Last week, business owners and individuals from several states sued the IRS and HHS over the agencies’ interpretation and implementation of the Affordable Care Act. The case was engineered by the Competitive Enterprise Institute. CEI’s press release appears here; it contains a link to the Complaint, filed in the federal district court for the D.C. Circuit. This is huge: all of Obamacare hangs on the outcome.
(Disclosure: I serve as CEI’s Chairman, and I have the privilege of knowing every other participant in this particular enterprise.)
ACA mavens, as well as followers of the volokhconspiracy (or any other forum of the VRWC), will be familiar with the issue. A brief, non-technical summary:
Sec. 1311 of the ACA says that each State “shall” establish a health care “Exchange.” Though widely touted as simply a kind of expedia for health insurance, these are regulatory bodies. Individuals who obtain insurance through an Exchange may qualify for certain federal subsidies and tax credits, administered by the IRS. And, if an employer with 50 or more employees fails to offer a “qualified” health plan and only one of his employees purchases insurance through an Exchange, that employer will be subject to a penalty payment for all of his employees.

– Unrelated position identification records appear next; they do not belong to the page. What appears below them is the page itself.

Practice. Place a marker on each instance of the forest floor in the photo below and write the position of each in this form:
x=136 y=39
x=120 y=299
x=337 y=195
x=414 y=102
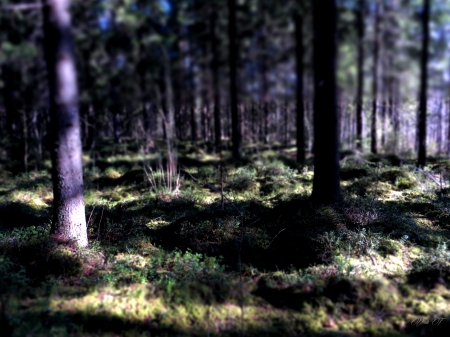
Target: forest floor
x=170 y=258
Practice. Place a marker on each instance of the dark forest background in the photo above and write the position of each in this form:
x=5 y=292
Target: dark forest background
x=165 y=69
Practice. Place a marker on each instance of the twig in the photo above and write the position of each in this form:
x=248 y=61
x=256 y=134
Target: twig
x=21 y=7
x=99 y=223
x=429 y=175
x=215 y=189
x=275 y=237
x=89 y=220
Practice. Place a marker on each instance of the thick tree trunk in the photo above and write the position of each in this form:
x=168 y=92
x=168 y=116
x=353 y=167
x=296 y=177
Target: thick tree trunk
x=422 y=122
x=326 y=184
x=235 y=123
x=69 y=222
x=299 y=94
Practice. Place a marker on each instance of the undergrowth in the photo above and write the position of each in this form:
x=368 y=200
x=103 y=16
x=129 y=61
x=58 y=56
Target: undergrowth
x=229 y=250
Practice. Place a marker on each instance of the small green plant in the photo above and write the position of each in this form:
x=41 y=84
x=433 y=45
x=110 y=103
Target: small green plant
x=436 y=259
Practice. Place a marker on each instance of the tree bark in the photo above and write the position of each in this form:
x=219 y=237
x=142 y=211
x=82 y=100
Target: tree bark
x=216 y=78
x=422 y=127
x=326 y=184
x=69 y=222
x=235 y=123
x=360 y=85
x=299 y=93
x=376 y=49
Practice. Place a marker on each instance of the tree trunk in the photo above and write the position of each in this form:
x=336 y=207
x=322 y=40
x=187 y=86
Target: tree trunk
x=360 y=84
x=235 y=123
x=216 y=78
x=422 y=122
x=69 y=222
x=376 y=49
x=326 y=184
x=299 y=93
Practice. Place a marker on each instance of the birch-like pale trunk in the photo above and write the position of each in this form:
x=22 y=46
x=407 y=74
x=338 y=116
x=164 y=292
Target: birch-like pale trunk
x=69 y=222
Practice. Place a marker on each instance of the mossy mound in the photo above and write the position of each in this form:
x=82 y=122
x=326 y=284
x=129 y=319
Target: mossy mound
x=402 y=179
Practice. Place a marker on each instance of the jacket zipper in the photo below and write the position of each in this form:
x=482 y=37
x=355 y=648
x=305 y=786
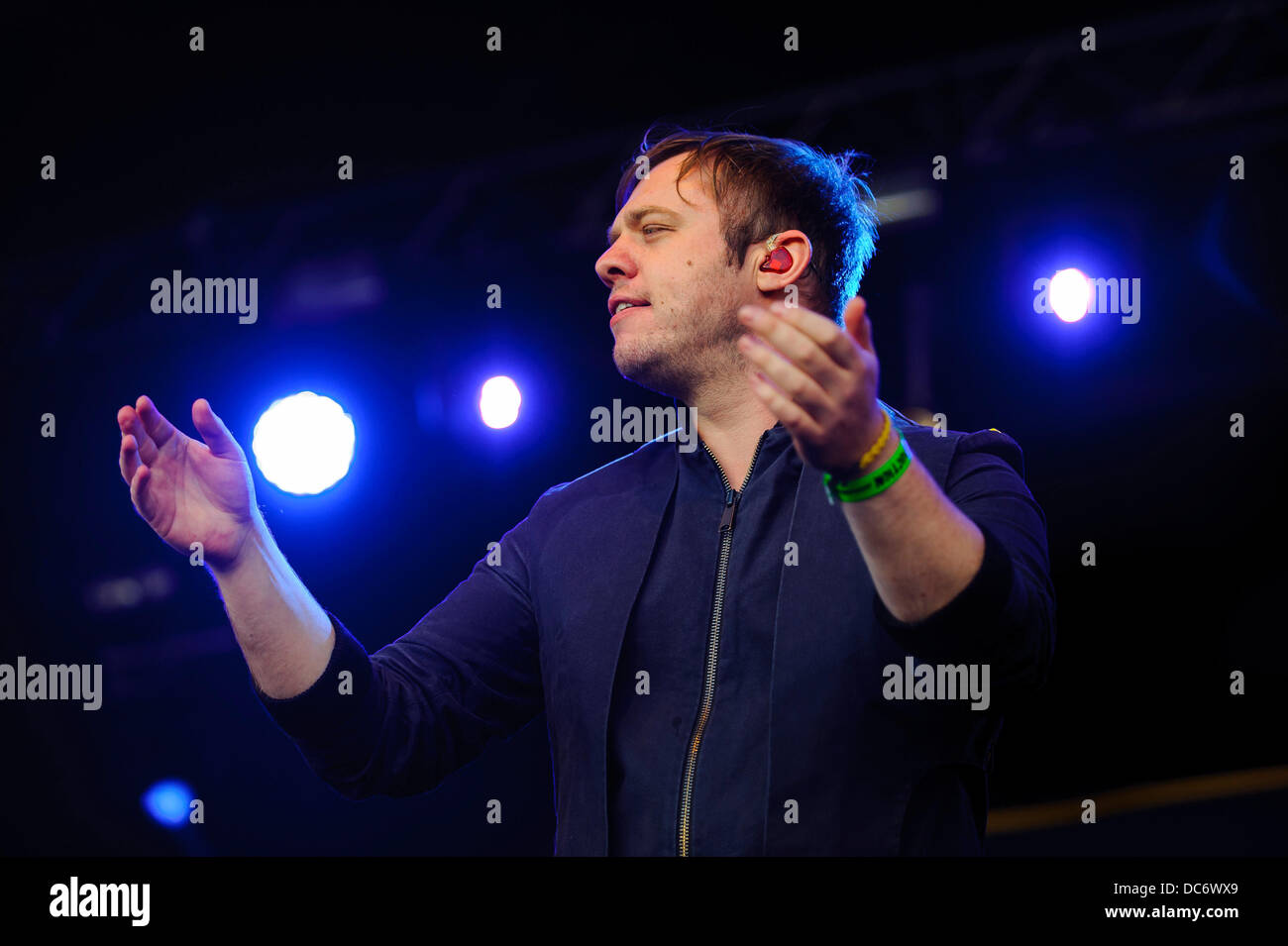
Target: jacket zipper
x=708 y=688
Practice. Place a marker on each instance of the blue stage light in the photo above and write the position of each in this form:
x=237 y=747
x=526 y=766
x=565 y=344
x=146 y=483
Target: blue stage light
x=1069 y=295
x=304 y=443
x=167 y=802
x=498 y=402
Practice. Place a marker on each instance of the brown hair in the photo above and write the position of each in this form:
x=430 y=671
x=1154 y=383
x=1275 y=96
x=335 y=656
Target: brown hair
x=765 y=185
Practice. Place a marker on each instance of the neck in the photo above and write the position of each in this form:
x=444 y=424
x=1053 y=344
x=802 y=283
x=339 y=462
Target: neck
x=730 y=418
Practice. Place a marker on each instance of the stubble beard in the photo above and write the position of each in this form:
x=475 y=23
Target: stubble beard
x=678 y=360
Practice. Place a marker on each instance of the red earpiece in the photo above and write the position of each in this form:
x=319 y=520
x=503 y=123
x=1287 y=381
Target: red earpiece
x=778 y=262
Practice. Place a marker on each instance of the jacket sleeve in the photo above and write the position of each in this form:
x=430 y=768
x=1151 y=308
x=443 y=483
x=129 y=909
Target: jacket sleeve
x=399 y=721
x=1006 y=615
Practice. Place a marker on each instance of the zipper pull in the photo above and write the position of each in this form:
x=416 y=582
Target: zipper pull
x=730 y=508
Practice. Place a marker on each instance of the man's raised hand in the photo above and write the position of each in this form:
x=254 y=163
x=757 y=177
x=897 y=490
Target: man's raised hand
x=185 y=489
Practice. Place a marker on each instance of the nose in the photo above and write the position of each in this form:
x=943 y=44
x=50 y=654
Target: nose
x=614 y=265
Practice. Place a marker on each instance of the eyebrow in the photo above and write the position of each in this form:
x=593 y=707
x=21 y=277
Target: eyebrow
x=634 y=216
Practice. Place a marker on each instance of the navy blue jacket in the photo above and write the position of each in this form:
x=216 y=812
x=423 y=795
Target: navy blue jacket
x=763 y=726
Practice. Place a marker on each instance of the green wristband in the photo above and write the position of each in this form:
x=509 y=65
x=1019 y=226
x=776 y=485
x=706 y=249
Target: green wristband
x=872 y=482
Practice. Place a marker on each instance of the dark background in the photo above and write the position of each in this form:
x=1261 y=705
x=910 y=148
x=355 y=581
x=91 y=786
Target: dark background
x=476 y=168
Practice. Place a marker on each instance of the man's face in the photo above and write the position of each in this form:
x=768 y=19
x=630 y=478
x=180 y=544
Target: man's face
x=670 y=255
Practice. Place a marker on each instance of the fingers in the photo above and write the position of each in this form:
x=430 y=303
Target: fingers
x=140 y=491
x=213 y=430
x=129 y=421
x=129 y=459
x=815 y=344
x=857 y=322
x=156 y=426
x=799 y=386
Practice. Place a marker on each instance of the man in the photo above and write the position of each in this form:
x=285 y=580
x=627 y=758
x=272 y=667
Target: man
x=795 y=641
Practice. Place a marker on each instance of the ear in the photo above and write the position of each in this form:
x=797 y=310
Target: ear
x=802 y=252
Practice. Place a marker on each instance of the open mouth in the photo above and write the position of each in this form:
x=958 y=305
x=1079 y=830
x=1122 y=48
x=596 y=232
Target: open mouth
x=626 y=310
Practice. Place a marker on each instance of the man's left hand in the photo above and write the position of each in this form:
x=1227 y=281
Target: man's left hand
x=818 y=378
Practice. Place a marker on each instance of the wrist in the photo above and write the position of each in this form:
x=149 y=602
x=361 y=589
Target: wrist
x=885 y=450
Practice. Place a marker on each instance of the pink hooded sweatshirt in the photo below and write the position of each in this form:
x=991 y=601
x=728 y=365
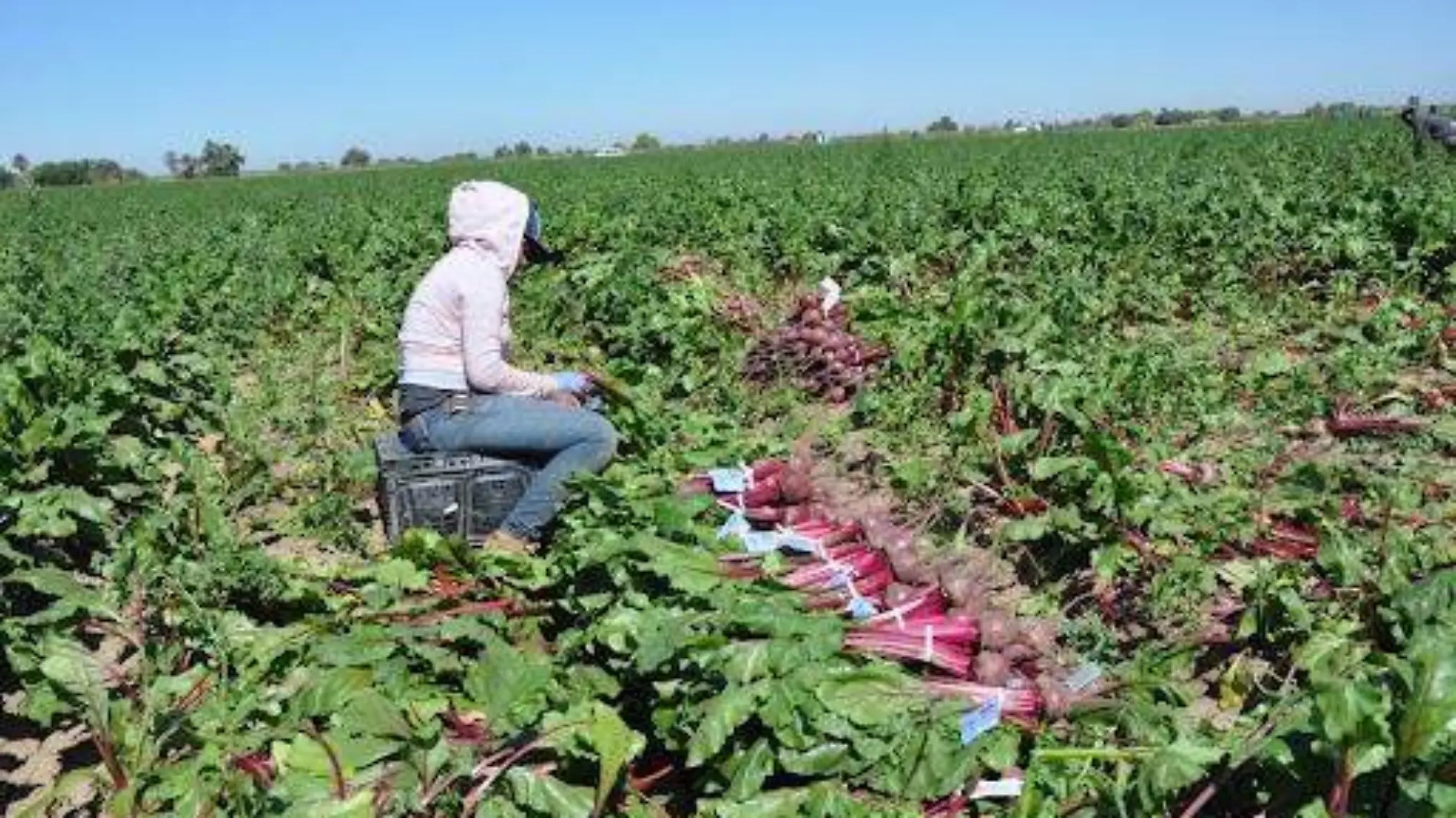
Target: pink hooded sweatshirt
x=457 y=328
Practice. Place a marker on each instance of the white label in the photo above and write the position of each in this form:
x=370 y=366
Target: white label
x=728 y=481
x=760 y=542
x=979 y=721
x=737 y=525
x=1005 y=788
x=830 y=290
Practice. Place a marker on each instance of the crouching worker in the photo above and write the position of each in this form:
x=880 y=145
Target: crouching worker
x=1430 y=126
x=457 y=391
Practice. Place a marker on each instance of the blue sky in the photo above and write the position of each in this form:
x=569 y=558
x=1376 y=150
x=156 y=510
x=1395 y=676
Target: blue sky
x=305 y=79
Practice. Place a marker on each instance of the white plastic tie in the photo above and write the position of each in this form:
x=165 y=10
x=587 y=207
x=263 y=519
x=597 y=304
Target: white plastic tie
x=830 y=292
x=1004 y=788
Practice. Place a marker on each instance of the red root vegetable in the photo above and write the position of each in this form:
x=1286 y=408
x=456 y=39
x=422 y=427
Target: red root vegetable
x=817 y=352
x=946 y=656
x=1015 y=702
x=1344 y=424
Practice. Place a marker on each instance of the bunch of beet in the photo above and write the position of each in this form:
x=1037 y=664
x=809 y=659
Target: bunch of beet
x=817 y=352
x=951 y=612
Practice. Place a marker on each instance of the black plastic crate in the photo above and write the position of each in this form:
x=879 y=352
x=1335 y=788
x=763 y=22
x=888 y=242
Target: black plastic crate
x=453 y=492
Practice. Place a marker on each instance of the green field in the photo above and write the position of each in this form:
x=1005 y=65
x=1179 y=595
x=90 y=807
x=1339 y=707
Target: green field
x=1190 y=392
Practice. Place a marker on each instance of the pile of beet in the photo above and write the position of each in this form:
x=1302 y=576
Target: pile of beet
x=815 y=351
x=951 y=612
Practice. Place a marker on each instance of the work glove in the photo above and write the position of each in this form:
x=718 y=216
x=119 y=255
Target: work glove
x=574 y=383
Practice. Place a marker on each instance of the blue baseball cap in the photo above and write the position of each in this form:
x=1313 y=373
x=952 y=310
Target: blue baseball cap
x=538 y=252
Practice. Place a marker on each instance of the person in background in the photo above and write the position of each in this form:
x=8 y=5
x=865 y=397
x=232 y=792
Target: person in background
x=1430 y=126
x=457 y=391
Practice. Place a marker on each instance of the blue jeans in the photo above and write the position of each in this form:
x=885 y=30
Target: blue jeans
x=568 y=440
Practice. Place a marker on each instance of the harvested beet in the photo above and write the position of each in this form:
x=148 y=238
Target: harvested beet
x=815 y=352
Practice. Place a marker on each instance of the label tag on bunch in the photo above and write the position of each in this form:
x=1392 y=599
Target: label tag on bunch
x=1004 y=788
x=859 y=607
x=830 y=292
x=979 y=721
x=737 y=525
x=760 y=542
x=728 y=481
x=799 y=543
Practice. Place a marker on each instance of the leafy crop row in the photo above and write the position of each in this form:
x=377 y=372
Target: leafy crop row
x=1193 y=389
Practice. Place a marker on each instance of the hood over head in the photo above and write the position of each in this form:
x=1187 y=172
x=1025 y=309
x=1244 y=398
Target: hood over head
x=490 y=218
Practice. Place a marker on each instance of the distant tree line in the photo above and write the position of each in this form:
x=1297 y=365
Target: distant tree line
x=218 y=159
x=66 y=172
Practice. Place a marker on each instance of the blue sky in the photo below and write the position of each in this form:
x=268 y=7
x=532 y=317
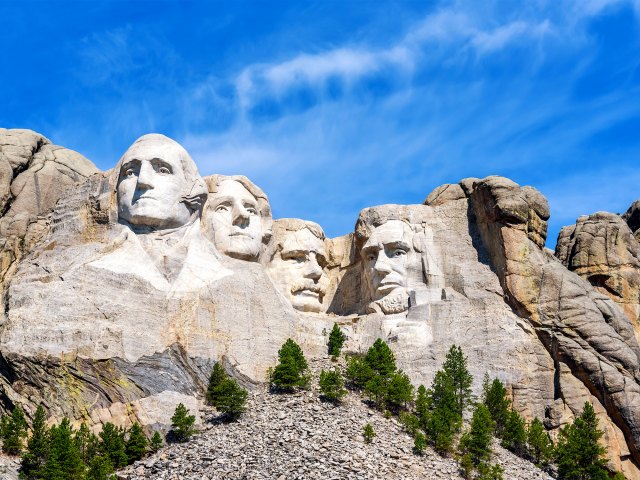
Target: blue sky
x=332 y=106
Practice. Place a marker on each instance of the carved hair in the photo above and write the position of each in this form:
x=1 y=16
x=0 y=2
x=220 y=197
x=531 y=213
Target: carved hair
x=196 y=195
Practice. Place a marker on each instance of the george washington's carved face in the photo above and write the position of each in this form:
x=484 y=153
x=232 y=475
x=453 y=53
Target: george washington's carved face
x=152 y=185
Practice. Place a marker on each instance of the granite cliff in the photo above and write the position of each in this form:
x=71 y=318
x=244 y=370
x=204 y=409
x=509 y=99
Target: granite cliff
x=121 y=288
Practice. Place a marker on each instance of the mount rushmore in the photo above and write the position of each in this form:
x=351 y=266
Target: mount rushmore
x=122 y=288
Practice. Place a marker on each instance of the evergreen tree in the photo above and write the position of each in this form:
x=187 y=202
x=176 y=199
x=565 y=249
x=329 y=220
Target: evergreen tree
x=332 y=385
x=14 y=432
x=358 y=373
x=419 y=444
x=455 y=367
x=399 y=392
x=113 y=445
x=336 y=341
x=410 y=422
x=64 y=461
x=514 y=434
x=539 y=444
x=578 y=453
x=182 y=423
x=100 y=468
x=368 y=433
x=136 y=444
x=381 y=359
x=376 y=390
x=215 y=379
x=494 y=396
x=231 y=398
x=444 y=419
x=34 y=459
x=87 y=443
x=156 y=441
x=477 y=441
x=291 y=369
x=422 y=407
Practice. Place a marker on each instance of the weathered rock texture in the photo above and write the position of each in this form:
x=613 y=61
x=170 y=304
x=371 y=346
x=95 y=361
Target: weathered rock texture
x=34 y=174
x=603 y=248
x=95 y=330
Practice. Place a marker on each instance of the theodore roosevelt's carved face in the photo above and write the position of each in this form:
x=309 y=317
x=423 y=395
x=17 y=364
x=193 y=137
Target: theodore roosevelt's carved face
x=297 y=268
x=152 y=185
x=235 y=220
x=385 y=260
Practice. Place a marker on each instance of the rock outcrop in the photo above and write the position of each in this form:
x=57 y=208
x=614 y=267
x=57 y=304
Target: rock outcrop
x=120 y=307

Constitutional hiccup: the federal government has no business telling states what they “shall” do. Thus, Sec. 1321 instructs the Secretary of HHS to establish Federal Exchanges in non-cooperating states. The genius architects of the ACA didn’t expect that to happen: the subsidy carrot, they thought, would simply be too attractive. As it turns out, though, over half of all states have now declined to establish an Exchange.
Now it comes: the ACA explicitly links the subsidy, tax credit, and employer penalty provisions to exchanges established “by a State”—that is, Sec. 1311 Exchanges. If the statute means what it says, Obamacare’s machinery simply doesn’t apply in half the country.
Not a problem, according to the IRS: it’s gunned out a rule saying that Congress meant to include Federal (Sec. 1321) Exchanges. There’s nothing in the statute or its legislative history to support that position; but there’s also nothing to contradict it, and so never mind the specific language. (I kid you not.) HHS has echoed the IRS’s position.
That’s what the plaintiffs in this case, hailing from States where Federal Exchanges are scheduled to open on October 1, are challenging. (A similar case, brought by and on behalf of the State of Oklahoma, is pending.) The argument was first noted by Tom Christina—well-known to faithful followers of this blog, and a fearless explorer of the ACA jungle. (Dr. Livingston, I presume?) It has been developed and defended at considerable length by Jonathan Adler and Michael Cannon—see here. The litigation is headed by the one and only Michael Carvin of Jones, Day.
I’ll have more on this as things progress. For now, two quick points:
- There’s a potent competitive federalism consideration here. Under the statute as written, a state that refuses to establish an exchange deprives some of its citizens (in a manner of speaking) of the subsidies and tax credits that travel with a Sec. 1311 Exchange. But it also keeps its employers free from Obamacare’s mandates; and on balance, that may be a very attractive choice. The feds’ interpretation, in contrast, eliminates that choice and flattens the world; the only “choice” left to states is to wreck their health care markets under Mrs. Sebelius’s commands or else, have her do it on her own. In my book, that’s probably unconstitutional; in any event, it’s an awful federalism model.
- Note the disjunction between legal salience and practical importance. The NFIB v. Sebelius brawl over the “individual mandate” was a big constitutional confrontation. In operational terms, though, it wasn’t all that important. (The mandate was mostly a $30 billion gift to the health insurance lobbies, to say “thank you” for their active cooperation in the slow-motion destruction of private health insurance.) This case is the reverse. There’s no constitutional claim at all, only a straight-up administrative law challenge: Chevron Zero, One, Two; arbitrary and capricious; out of here. It must and will be done right, but there’s nothing unprecedented about it. If successful, though, the case will bring Obamacare’s Exchange engine to a screeching halt. Theoretically, Congress could fix the problem with a minor tweak of the statutory language. Practically, it can’t—not without re-opening the entire statute.
In short, this is for all the marbles.